I daresay that if you hand several matchbooks to various random collectors and tell them, “These are all related to each other and we want to see if you can find out how” they will come up with many arrangements that are similar to each other. Similarity in organization does not, as Coyne claims, prove these classifications “are not subjective artifacts of a human need to classify.” That would only be true if each person came to classification without any prior concept of how they should be classified and still classified everything the same way. Furthermore, there are lots of dissimilarities in various classification schemes that are simply glossed over here by Coyne.

Coyne is also in error when he says “we don’t see such a nested arrangement if we’re trying to arrange objects that haven’t arisen by an evolutionary process of splitting and descent.” Has Coyne never seen a fractal, used a computer, or examined the management of a corporation? We see hierarchical sorting and nested arrangement all the time in intelligently created processes and objects.

Consider computer programs in more detail. With the advent of object oriented programming, the structure of all but the simplest of programs must be hierarchical. It is the most efficient means of writing complex programs across multiple platforms by hundreds of different programmers.

Furthermore, computer programs will often use the exact same libraries. Not because one program evolved from another, but because someone designed a bit of code that performed a specific function useful in many different applications, so the code snippet gets put in a library for other programmers to use. Entire modules can be created in the same way, and various different programs assembled from these modules. If someone was not aware that the programs were designed that way, it would be quite facile for someone to imagine the programs came about by descent with modification instead of being tailor made from bits of previously designed code. The evidence would seem compelling, but only because one starts off with the assumption that intelligence is not involved.

Coyne also has the following endnote that damages his matchbook analogy:

Unlike matchbooks, human languages do fall into a nested hierarchy, with some (like English and German) resembling each other far more than they do others (e.g., Chinese). You can, in fact, construct an evolutionary tree of languages based on the similarity of words and grammar. The reason languages can be so arranged is because they underwent their own form of evolution, changing gradually through time and diverging as people moved to new regions and lost contact with one another. Like species, languages have speciation and common ancestry. It was Darwin who first noticed this analogy (endnote 2, p. 235).

That’s right, after telling us that the nested arrangement proves that species were not created, Coyne shows a nested hierarchy of language. Yes, language. One of the indicators of intelligence. Talk about evolved irony!
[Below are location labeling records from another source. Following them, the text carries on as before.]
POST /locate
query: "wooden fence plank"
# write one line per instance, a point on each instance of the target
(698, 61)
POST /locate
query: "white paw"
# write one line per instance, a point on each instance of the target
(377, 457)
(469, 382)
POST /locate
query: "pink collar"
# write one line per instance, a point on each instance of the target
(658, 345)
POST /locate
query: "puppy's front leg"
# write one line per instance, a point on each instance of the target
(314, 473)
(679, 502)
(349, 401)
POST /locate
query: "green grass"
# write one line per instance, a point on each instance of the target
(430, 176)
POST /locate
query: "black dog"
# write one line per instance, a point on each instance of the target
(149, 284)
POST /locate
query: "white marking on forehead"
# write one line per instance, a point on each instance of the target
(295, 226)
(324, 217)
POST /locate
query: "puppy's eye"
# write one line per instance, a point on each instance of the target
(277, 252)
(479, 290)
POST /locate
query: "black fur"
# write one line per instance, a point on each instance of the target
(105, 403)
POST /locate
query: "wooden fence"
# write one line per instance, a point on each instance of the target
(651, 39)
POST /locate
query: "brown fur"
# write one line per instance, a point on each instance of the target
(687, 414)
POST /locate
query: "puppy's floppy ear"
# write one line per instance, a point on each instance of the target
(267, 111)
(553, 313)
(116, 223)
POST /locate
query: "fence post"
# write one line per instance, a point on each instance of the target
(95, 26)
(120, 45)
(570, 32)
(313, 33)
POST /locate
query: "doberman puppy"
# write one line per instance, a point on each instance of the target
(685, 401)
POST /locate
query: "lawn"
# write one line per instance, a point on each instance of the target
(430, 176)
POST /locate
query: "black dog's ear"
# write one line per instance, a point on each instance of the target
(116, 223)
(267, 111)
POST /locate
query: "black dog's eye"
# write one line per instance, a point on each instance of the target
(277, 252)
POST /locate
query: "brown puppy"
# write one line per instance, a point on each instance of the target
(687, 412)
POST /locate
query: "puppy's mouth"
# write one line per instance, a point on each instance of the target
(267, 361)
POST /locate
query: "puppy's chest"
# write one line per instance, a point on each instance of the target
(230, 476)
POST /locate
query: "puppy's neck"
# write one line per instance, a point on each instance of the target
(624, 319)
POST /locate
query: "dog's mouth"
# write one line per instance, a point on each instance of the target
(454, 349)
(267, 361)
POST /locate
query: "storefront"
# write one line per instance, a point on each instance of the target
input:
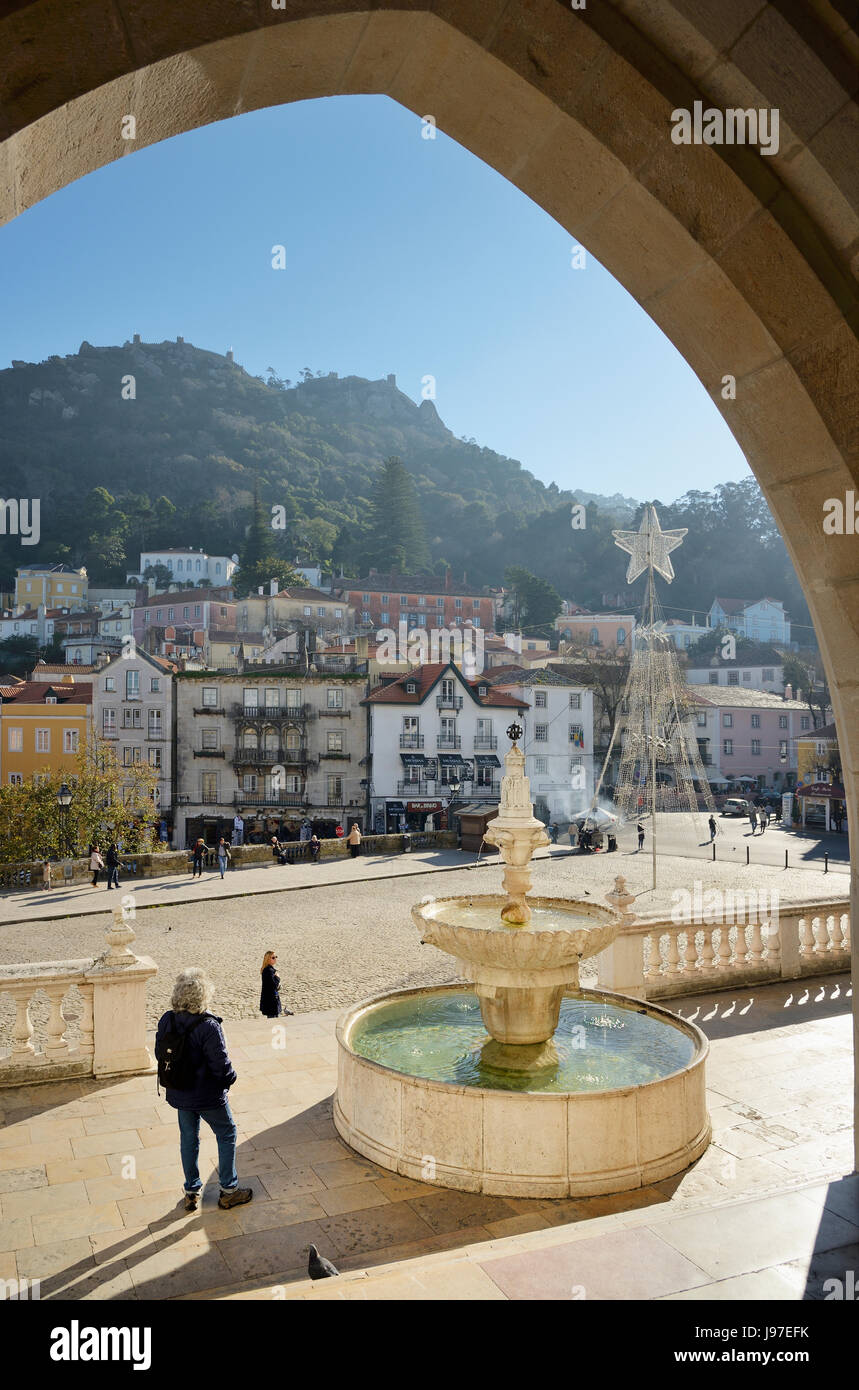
(822, 805)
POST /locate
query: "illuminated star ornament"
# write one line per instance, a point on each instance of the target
(649, 546)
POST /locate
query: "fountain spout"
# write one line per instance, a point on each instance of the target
(517, 833)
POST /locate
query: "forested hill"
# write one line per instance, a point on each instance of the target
(163, 444)
(202, 432)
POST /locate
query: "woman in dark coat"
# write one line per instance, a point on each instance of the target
(270, 997)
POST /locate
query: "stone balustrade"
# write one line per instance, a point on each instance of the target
(662, 958)
(110, 1026)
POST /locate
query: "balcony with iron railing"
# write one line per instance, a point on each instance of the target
(412, 740)
(263, 712)
(268, 798)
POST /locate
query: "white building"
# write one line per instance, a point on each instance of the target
(758, 669)
(132, 708)
(761, 620)
(432, 729)
(189, 567)
(558, 741)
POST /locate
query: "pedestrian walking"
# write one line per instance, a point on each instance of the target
(198, 855)
(111, 862)
(95, 862)
(270, 988)
(196, 1072)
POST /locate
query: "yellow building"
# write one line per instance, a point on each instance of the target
(42, 727)
(56, 585)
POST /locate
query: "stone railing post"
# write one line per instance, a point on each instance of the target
(118, 983)
(620, 966)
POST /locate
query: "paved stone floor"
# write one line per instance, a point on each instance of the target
(91, 1184)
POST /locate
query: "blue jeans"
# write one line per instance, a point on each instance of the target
(224, 1127)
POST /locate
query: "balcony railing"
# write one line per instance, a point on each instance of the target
(268, 798)
(299, 712)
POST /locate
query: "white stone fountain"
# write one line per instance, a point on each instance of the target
(608, 1098)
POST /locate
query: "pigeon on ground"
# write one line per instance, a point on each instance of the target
(318, 1266)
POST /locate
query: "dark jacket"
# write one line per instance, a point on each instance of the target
(213, 1069)
(270, 1000)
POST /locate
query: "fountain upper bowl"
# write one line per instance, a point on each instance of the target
(560, 931)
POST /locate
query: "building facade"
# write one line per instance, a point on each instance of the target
(189, 567)
(42, 727)
(431, 730)
(52, 585)
(747, 734)
(132, 709)
(382, 601)
(271, 745)
(558, 741)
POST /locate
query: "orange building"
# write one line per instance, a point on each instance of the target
(42, 727)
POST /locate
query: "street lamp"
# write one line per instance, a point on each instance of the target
(64, 799)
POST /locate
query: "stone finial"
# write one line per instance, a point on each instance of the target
(120, 936)
(622, 901)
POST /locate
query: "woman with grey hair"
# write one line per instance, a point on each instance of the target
(196, 1072)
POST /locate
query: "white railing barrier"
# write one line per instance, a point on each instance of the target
(662, 958)
(111, 1025)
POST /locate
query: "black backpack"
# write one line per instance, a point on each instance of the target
(175, 1065)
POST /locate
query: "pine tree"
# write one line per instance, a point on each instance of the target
(398, 538)
(259, 559)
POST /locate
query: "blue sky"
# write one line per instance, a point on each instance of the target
(403, 255)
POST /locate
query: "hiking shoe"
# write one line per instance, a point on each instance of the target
(235, 1198)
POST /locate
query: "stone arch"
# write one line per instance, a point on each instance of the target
(748, 263)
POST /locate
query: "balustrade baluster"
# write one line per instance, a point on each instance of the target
(755, 944)
(673, 954)
(85, 1022)
(56, 1047)
(806, 940)
(22, 1051)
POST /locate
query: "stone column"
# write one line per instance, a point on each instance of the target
(118, 980)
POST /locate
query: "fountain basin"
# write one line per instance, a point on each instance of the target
(509, 1133)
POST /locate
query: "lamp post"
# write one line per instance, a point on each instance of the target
(64, 799)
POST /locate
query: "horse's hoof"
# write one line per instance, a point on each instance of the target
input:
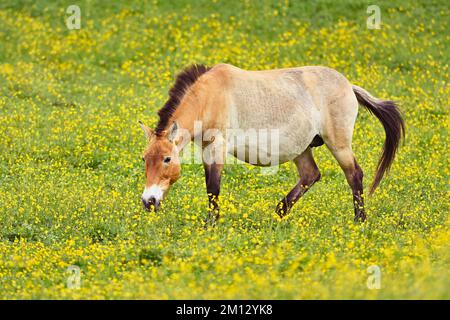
(360, 216)
(281, 210)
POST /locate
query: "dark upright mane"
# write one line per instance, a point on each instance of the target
(184, 80)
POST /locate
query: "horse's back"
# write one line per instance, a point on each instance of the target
(300, 102)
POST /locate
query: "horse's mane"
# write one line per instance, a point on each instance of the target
(184, 80)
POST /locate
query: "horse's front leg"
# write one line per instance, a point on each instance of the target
(213, 173)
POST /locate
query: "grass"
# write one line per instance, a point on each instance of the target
(71, 173)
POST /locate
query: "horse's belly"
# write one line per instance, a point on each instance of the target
(269, 146)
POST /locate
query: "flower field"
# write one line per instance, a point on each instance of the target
(71, 173)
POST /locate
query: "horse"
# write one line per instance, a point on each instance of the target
(308, 106)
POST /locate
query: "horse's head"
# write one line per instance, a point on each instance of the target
(162, 165)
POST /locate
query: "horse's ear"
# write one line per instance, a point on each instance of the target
(172, 132)
(147, 131)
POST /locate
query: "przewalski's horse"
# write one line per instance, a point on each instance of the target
(309, 106)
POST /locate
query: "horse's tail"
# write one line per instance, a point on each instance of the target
(389, 115)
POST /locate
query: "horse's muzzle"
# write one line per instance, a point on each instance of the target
(151, 202)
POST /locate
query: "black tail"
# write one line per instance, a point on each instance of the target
(389, 115)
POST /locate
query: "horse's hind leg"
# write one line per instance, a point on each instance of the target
(309, 174)
(354, 176)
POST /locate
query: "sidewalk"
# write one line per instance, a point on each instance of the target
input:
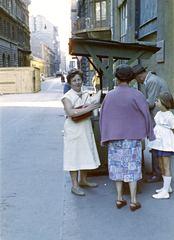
(95, 215)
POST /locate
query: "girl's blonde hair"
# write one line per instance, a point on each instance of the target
(166, 99)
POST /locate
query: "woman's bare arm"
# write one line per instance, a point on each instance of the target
(77, 112)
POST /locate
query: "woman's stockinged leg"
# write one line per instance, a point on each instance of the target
(119, 188)
(74, 178)
(133, 191)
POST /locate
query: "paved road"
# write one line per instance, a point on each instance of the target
(32, 180)
(36, 201)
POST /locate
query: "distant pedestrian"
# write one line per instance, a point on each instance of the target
(80, 151)
(96, 82)
(42, 77)
(124, 122)
(164, 143)
(154, 85)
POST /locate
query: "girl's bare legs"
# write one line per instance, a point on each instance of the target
(166, 165)
(74, 178)
(119, 188)
(133, 191)
(83, 176)
(166, 173)
(160, 162)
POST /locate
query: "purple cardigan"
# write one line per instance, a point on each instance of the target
(125, 115)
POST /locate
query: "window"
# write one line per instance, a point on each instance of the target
(100, 10)
(9, 61)
(123, 22)
(4, 60)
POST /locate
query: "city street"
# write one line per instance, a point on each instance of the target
(36, 199)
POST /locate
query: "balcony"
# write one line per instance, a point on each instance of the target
(87, 28)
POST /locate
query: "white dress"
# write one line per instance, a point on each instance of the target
(80, 151)
(163, 132)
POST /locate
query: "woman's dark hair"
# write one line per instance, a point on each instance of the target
(124, 73)
(166, 100)
(72, 73)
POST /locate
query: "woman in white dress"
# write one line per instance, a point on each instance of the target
(164, 143)
(80, 151)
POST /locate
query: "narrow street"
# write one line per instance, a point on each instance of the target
(32, 179)
(36, 199)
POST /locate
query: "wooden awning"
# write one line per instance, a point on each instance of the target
(98, 49)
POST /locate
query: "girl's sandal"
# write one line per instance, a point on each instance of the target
(134, 206)
(120, 203)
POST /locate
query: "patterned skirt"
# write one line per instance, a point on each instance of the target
(125, 160)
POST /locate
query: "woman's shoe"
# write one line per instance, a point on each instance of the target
(120, 203)
(88, 184)
(161, 195)
(77, 191)
(134, 206)
(169, 190)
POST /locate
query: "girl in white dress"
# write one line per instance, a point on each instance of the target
(164, 143)
(80, 151)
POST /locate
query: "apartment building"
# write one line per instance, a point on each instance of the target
(131, 21)
(14, 33)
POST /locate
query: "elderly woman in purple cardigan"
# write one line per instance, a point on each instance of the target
(124, 122)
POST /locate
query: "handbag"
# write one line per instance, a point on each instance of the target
(83, 116)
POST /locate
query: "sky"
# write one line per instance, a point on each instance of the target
(56, 12)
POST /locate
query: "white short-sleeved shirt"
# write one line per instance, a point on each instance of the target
(163, 132)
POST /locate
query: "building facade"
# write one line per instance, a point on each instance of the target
(42, 57)
(47, 34)
(132, 21)
(14, 33)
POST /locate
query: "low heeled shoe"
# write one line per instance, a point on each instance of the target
(134, 206)
(88, 184)
(161, 195)
(77, 191)
(120, 203)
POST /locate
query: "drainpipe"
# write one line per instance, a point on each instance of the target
(112, 20)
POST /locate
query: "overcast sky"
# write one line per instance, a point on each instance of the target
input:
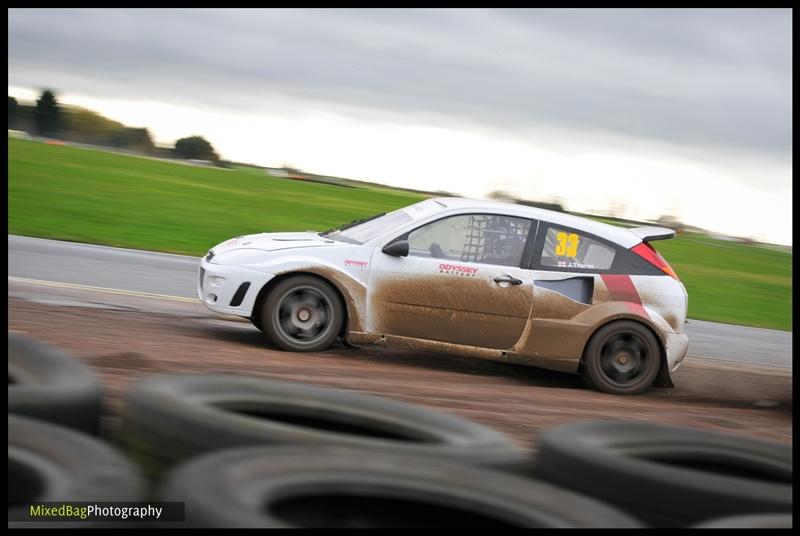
(656, 111)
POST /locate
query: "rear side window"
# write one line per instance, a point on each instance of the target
(566, 248)
(478, 238)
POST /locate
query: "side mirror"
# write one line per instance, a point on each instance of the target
(397, 249)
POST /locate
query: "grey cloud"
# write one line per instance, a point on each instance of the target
(719, 79)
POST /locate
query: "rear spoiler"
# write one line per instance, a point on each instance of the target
(648, 234)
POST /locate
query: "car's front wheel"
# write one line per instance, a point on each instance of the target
(302, 314)
(622, 357)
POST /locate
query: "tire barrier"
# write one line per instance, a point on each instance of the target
(48, 384)
(755, 521)
(667, 476)
(334, 487)
(251, 452)
(50, 463)
(167, 419)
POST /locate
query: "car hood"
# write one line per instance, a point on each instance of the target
(275, 241)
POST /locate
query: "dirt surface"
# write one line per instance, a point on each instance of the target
(123, 345)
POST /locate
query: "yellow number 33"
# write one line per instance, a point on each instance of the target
(567, 244)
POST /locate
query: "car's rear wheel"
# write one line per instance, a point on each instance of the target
(302, 314)
(622, 357)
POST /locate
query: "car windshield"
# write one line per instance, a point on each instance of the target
(360, 231)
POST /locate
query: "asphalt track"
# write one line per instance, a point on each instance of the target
(40, 269)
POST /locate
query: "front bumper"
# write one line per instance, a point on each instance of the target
(217, 286)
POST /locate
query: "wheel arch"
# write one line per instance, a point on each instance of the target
(663, 378)
(269, 285)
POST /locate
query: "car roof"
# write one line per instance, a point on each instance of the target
(618, 235)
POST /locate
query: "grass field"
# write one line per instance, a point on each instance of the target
(76, 194)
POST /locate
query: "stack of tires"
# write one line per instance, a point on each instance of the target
(54, 405)
(253, 452)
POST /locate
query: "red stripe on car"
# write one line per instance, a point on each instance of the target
(621, 288)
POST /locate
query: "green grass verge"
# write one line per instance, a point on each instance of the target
(83, 195)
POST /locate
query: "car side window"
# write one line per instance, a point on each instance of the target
(479, 238)
(566, 248)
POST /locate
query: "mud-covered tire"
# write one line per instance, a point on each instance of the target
(46, 383)
(302, 314)
(166, 419)
(667, 476)
(334, 487)
(622, 358)
(50, 463)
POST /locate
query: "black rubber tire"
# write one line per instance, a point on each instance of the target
(48, 384)
(664, 475)
(755, 521)
(256, 321)
(51, 463)
(334, 487)
(633, 338)
(167, 419)
(331, 308)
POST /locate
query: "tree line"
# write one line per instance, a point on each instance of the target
(47, 118)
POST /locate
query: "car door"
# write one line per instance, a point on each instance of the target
(461, 282)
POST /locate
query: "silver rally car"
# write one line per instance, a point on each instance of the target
(477, 278)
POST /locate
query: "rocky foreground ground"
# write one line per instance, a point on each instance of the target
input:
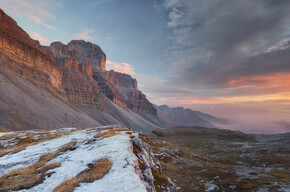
(107, 158)
(113, 158)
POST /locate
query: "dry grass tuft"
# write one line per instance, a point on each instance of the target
(16, 125)
(93, 172)
(23, 143)
(27, 177)
(4, 129)
(109, 133)
(12, 150)
(67, 147)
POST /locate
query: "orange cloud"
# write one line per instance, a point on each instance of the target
(33, 7)
(29, 11)
(86, 34)
(120, 67)
(261, 81)
(38, 37)
(181, 101)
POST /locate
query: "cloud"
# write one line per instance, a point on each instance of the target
(85, 34)
(120, 67)
(29, 10)
(38, 37)
(33, 7)
(227, 49)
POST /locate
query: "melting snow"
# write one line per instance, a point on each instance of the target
(121, 177)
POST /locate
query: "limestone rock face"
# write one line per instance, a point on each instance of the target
(84, 78)
(25, 56)
(128, 88)
(78, 61)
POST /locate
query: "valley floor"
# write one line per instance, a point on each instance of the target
(203, 159)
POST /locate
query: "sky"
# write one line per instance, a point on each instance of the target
(223, 57)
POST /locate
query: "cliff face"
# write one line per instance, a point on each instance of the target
(44, 87)
(128, 88)
(78, 61)
(84, 78)
(25, 56)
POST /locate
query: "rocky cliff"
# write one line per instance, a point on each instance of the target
(82, 66)
(78, 61)
(45, 87)
(24, 56)
(128, 88)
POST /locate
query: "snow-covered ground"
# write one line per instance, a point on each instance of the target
(121, 177)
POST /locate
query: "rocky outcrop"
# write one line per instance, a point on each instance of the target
(78, 61)
(84, 78)
(64, 85)
(25, 56)
(128, 88)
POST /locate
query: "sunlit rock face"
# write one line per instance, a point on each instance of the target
(25, 56)
(78, 61)
(84, 78)
(128, 88)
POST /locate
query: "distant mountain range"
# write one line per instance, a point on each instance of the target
(179, 116)
(66, 85)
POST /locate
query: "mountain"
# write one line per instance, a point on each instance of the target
(65, 85)
(178, 116)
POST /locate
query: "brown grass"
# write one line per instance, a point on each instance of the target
(4, 129)
(67, 147)
(27, 177)
(11, 150)
(16, 125)
(23, 143)
(109, 133)
(89, 175)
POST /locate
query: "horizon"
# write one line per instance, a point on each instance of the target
(214, 57)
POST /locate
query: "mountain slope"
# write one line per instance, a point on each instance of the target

Even if we agree with Coyne that language shows a “form of evolution” that form of evolution is most certainly NOT Darwinist. There are no random mutations followed by survival of the fittest; there is instead intelligent agents tinkering with their language. To the extent that language is an analogy of evolution, it is an analogy of theistic evolution, not Darwinism.

Thus far, Coyne’s arguments are far from persuasive. Indeed, Coyne seems to operate from a very simplistic viewpoint. He seems to believe that anything that indicates evolution must be proof of Darwinism, when in fact Darwinism is not the only theory of evolution (indeed, no one believes in Darwin’s Darwinism these days). Furthermore, Coyne seems to think that anything that looks like evolution cannot be equally explained by intelligent design either. Both of these flaws render his arguments considerably less than sound.

Perhaps he will improve as I get further in the book. But given past experience reading all the other “definitive” books on Darwinism, I won’t be holding my breath.